Peki, neden gelişmiş ülkeler sıfır faizlere rağmen potansiyel büyümelerine ulaşamıyorlar? 2000’li yıllar öncesinde etkili olan para politikaları bugün neden istenen etkiyi yaratamıyor? Bir iddia, azalan (hatta geriye giden) nüfus artış hızları. 1970’li yıllarda gelişmiş ülkelerde kadın nüfusunun istihdama katılması tamamlandı, çalışma çağındaki nüfusun artışı da tepe noktasına ulaştı ve o günden beri de geri gitmekte. (Bu bağlamda, Krugman 2000’l i yıllardaki konut balonunun tepe noktasında bile yapılan yeni konut sayısının 70’lerin gerisinde kalmış olduğunu  hatırlatıyor. ) 

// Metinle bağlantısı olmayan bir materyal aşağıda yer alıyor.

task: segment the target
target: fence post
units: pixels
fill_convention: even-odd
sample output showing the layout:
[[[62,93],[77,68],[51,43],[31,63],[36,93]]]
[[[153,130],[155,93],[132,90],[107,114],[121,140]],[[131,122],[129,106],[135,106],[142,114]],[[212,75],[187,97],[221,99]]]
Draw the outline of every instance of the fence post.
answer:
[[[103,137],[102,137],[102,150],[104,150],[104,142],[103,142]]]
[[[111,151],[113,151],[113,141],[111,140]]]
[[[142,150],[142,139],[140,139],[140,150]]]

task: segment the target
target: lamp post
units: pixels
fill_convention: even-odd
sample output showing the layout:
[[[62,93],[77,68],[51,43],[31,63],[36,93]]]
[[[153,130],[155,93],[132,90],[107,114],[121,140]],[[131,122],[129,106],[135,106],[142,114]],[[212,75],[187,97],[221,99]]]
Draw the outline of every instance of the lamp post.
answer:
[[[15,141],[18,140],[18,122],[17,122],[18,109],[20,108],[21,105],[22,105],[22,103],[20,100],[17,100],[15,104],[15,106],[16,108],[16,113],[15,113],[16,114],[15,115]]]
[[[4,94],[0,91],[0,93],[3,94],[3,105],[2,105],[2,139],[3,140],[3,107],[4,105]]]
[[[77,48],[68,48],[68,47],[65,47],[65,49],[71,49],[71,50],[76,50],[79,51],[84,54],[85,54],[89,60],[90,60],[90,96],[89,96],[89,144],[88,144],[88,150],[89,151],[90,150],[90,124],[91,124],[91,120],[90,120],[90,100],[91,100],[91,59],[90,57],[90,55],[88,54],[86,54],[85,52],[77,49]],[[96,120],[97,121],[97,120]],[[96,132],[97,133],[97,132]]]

Summers konuşmasında son olarak şu soruyu ortaya atıyor: Acaba ekonomiyi tekrar potansiyel büyümesine taşıyacak olan “denge reel faiz oranları” negatif oranlar mı? (Burada negatif derken, en az eksi %2-3’ü kastediyor.) Ancak, negatif faiz politikası belki teorik olarak mümkün ise de, pratikte uygulanabilir bir politika değil. Öte yandan, para politikasının çalışmadığı yerde, maliye politikalarının devreye girmesi beklenir. Nitekim Bernanke bile konuyla ilgili fikri sorulduğunda “reel faizler çok düşük olmasına rağmen özel sektör yatırım yapmaktan imtina ediyorsa, rasyonel olan kamu sektörünün bu düşük reel faizlerden borçlanarak uzun vadeli getirisi pozitif olan yatırımlara girişmesidir” şeklinde bir cevap verdi. Ancak gelişmiş ülkelerdeki “kamu borcunun yüksek olduğu” algısı ve “kamunun küçük kalması gerektiği” takıntısı bu konuda “rasyonel” davranmayı neredeyse imkansız hale getirmiş bulunuyor. Bu da gelişmiş ülkeleri ister istemez “Uzun Dönemli Durgunluk” gerçeği ile karşı karşıya bırakıyor.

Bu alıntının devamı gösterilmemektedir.